URP - Understanding _ScaledScreenParams and homogeneous clip space position

Hello,

I have a shader in URP that is working, but I do not understand why it is working. I compute homogeneous clip space position using TransformObjectToHClip function. Then I want to sample a render texture that was created in other shader. This texture stores object IDs as a color so it is a full screen texture. I am using code from a tutorial here Reconstruct the world space positions of pixels from the depth texture | Universal RP | 13.1.9

float2 uv = IN.positionCS.xy / _ScaledScreenParams.xy;

This works and and samples the texture correctly. But why? I thought the clip space xy is from -w to w. From the tutorial => The property _ScaledScreenParams.xy takes into account any scaling of the render target, such as Dynamic Resolution. And its xy should be render target resolution. So how do I got the UV in 0,1? I need to understand this before working further, it does not matter that it is working (although I am happy it does:-)).

Thanks for answer.

1 Like

The one small thing you’re missing is the fact SV_POSITION is special.

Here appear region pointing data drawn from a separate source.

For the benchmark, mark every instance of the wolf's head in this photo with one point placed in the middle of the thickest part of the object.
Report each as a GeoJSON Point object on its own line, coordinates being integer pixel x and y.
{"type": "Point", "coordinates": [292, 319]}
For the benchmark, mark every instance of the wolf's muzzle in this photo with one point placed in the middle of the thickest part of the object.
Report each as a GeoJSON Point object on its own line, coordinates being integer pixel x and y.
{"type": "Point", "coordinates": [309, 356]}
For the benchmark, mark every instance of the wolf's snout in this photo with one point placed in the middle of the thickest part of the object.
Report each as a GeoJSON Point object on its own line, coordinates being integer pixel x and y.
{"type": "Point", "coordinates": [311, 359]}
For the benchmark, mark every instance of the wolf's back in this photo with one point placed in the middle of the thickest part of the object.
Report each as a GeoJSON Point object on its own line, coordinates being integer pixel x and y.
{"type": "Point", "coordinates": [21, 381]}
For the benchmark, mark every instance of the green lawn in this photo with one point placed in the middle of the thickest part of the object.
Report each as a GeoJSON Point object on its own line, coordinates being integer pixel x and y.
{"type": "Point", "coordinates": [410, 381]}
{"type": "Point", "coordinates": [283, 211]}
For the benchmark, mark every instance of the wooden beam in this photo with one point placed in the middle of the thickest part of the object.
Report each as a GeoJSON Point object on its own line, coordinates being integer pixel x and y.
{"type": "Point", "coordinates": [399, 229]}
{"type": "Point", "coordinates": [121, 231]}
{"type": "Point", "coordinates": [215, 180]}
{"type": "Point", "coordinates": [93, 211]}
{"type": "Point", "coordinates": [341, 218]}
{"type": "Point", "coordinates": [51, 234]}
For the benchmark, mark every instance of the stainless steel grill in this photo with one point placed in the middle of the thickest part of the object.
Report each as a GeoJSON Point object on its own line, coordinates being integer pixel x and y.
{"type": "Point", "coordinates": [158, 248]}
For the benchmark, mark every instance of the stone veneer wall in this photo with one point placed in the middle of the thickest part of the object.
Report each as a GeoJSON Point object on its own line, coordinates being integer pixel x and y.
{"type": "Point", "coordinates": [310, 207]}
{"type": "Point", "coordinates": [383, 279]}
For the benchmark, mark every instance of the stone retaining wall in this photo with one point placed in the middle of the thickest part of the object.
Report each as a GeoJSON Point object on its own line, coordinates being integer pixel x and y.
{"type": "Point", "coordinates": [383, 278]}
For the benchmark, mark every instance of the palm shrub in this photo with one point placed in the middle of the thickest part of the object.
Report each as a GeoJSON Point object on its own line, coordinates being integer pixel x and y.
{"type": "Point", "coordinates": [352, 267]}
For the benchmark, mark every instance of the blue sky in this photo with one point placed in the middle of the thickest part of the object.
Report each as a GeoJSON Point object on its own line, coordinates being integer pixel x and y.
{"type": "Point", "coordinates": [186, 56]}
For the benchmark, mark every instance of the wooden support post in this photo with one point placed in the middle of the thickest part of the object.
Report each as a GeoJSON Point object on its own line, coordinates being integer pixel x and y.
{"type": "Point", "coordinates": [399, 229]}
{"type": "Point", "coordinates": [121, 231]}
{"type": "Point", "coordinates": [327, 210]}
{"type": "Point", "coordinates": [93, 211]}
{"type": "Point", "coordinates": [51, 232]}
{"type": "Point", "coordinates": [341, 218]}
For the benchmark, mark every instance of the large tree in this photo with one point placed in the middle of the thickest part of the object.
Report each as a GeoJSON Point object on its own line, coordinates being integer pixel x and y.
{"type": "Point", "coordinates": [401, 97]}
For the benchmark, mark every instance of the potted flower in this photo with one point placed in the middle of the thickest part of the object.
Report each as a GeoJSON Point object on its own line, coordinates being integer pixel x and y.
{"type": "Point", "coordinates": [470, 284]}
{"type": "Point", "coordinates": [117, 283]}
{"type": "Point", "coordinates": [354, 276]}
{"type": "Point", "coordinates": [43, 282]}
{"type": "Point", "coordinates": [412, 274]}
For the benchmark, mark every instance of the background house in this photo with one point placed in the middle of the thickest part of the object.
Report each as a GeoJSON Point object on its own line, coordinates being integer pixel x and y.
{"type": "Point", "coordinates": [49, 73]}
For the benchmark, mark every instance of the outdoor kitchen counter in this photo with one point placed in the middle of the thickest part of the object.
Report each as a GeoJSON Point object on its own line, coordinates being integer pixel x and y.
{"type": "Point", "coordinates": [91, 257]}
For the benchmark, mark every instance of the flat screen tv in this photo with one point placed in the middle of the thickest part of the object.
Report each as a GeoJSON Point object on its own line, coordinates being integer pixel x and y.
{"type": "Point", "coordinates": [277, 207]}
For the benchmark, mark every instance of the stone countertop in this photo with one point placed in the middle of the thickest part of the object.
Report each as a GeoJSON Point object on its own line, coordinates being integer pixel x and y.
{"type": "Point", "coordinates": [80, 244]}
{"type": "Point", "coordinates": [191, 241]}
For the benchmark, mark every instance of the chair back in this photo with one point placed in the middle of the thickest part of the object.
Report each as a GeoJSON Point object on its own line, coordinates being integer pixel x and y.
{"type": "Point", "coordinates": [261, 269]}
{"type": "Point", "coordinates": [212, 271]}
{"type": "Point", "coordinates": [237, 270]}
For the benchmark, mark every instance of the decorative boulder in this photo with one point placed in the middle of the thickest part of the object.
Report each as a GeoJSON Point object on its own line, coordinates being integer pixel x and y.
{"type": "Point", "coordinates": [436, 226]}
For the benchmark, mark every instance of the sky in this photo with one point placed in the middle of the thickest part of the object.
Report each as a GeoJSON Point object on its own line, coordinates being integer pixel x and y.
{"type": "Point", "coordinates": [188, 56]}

For all values passed between the vertex and the fragment shader, the values are not directly modified apart from the perspective correct barycentric interpolation that gets you the value in the fragment shader. All, except for SV_POSITION which behaves completely differently.

As you accurately understand, the value calculated in the vertex shader is the homogeneous clip space position of that vertex. That value is used to calculate the pixel screen space position for each vertex for rasterization by dividing the xyz by w, rescaling the resulting -1 to 1 range of xy to 0.0 to the target resolution. And that’s the value that is then interpolated and passed to the fragment shader.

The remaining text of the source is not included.